Bretton Woods Sisteminde ABD’nin Rolü

Bretton Woods sistemi ile Amerikan Doları diğer bütün ülke paralarının bağlandığı bir değer standardı olduğu gibi, tüm ülkelerin kabul ettiği bir rezerv aracı durumuna da gelmiştir. Bundan başka ABD Doları, Amerika ve Amerika dışındaki diğer ülke Merkez Bankalarınca ulusal paralarının dış değerini sabit tutmak veya korumak amacıyla döviz alım satımlarında kullandıkları bir müdahale parası durumuna da gelmişti. Tüm bu özellikler ABD Doları’na bir nevi anahtar para (Key currency) statüsü kazandırmıştı. Doların IMF sistemi yada diğer bir değişle Bretton Woods sistemi içerisindeki bu ayrıcalıklı yeri, Amerikan ekonomisinin dünyadaki gücünden kaynaklanıyordu. Dolar arzının dünya ticaretinin ihtiyaçları doğrultusunda kolayca artırılabilmesi ve herkesçe güven duyulan bir para olması, ABD dolarının uluslararası ödeme aracı olarak kabul edilmesinin en önemli sebeplerindendir.

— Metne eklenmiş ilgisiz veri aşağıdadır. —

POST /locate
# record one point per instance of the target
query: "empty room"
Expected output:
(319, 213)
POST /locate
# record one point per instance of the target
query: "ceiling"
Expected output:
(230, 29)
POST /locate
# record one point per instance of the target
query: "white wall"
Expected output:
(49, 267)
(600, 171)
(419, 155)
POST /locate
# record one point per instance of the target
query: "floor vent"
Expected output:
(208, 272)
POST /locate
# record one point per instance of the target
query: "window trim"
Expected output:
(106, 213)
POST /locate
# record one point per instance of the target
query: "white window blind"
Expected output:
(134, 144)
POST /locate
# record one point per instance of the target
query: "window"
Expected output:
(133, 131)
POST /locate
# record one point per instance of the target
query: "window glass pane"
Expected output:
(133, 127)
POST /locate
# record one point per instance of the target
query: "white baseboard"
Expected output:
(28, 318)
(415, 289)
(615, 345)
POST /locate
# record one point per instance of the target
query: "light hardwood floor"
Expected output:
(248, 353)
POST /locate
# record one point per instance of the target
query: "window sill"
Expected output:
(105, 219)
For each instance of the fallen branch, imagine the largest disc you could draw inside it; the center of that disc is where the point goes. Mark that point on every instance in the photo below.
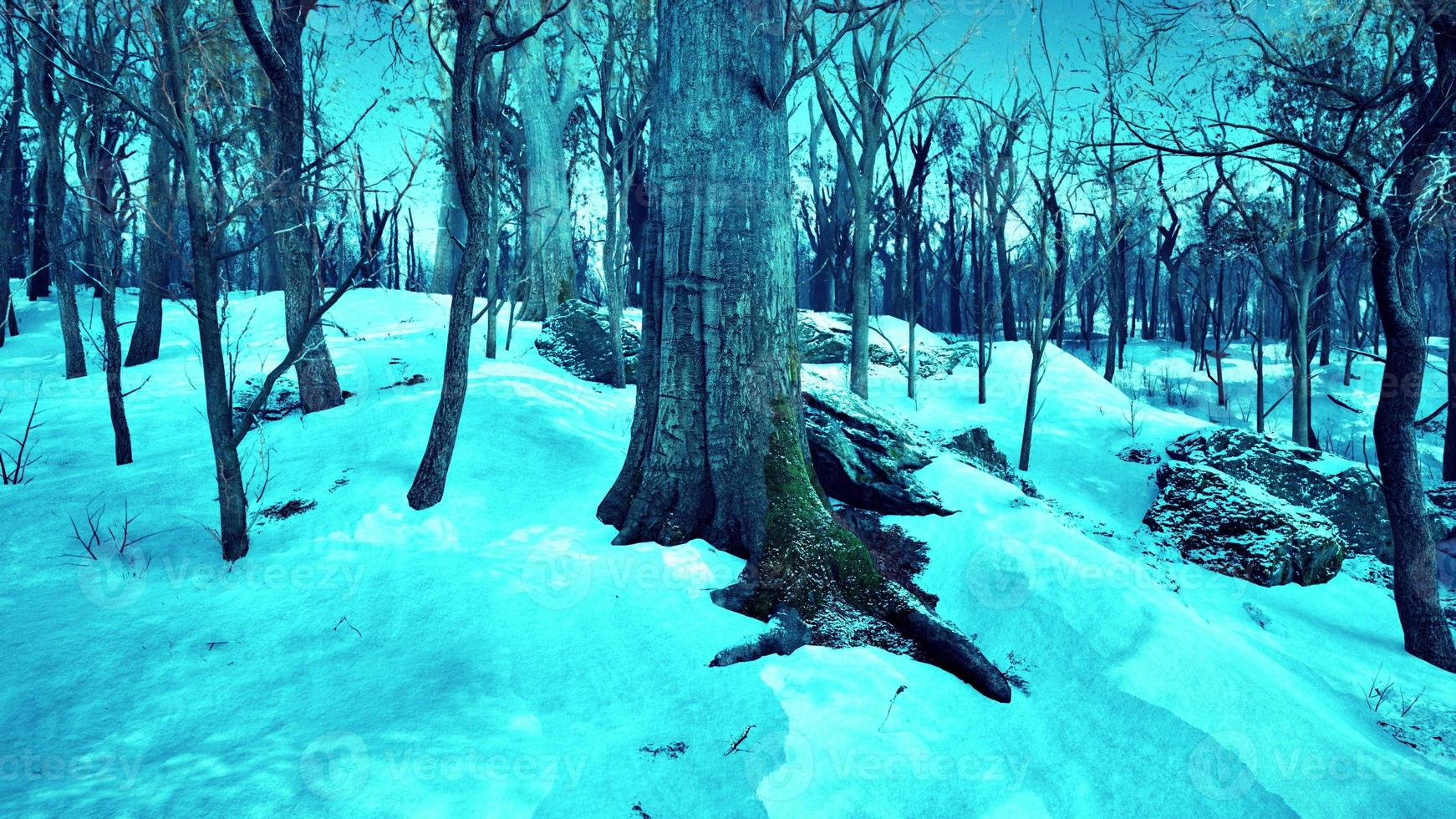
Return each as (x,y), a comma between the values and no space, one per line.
(1430,418)
(737,742)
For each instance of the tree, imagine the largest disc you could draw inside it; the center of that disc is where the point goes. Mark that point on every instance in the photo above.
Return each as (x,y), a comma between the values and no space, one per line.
(620,114)
(716,444)
(547,102)
(478,35)
(859,135)
(102,135)
(280,53)
(47,108)
(159,245)
(1387,159)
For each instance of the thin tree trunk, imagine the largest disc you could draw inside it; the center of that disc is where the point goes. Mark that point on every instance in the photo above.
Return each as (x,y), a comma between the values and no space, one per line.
(280,51)
(232,496)
(45,109)
(158,247)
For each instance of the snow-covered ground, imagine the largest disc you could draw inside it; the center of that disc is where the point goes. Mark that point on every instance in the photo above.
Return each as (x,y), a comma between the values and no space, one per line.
(498,656)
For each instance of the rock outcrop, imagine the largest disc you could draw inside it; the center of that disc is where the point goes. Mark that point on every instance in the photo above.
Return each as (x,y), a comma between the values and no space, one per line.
(1340,491)
(979,450)
(863,457)
(577,339)
(1240,530)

Yabancı merkez bankaları, resmi dolar rezervlerini Amerikan Federal Reserve Bank’a arz ederek diledikleri an altına çevirebildiklerinden, Amerikan Doları’na “altın kadar iyi hatta altından daha iyi bir para” gözüyle bakıyorlardı. Çünkü, Merkez Bankaları bu dolarları New York sermaye piyasasında kısa süreli hazine bonolarına yatırarak önemli-bir faiz geliri elde edebiliyorlardı. Oysa merkez bankalarının kasalarında bulunan altın resmi fiyatının sabit olmasından dolayı herhangi bir gelir getirmiyordu.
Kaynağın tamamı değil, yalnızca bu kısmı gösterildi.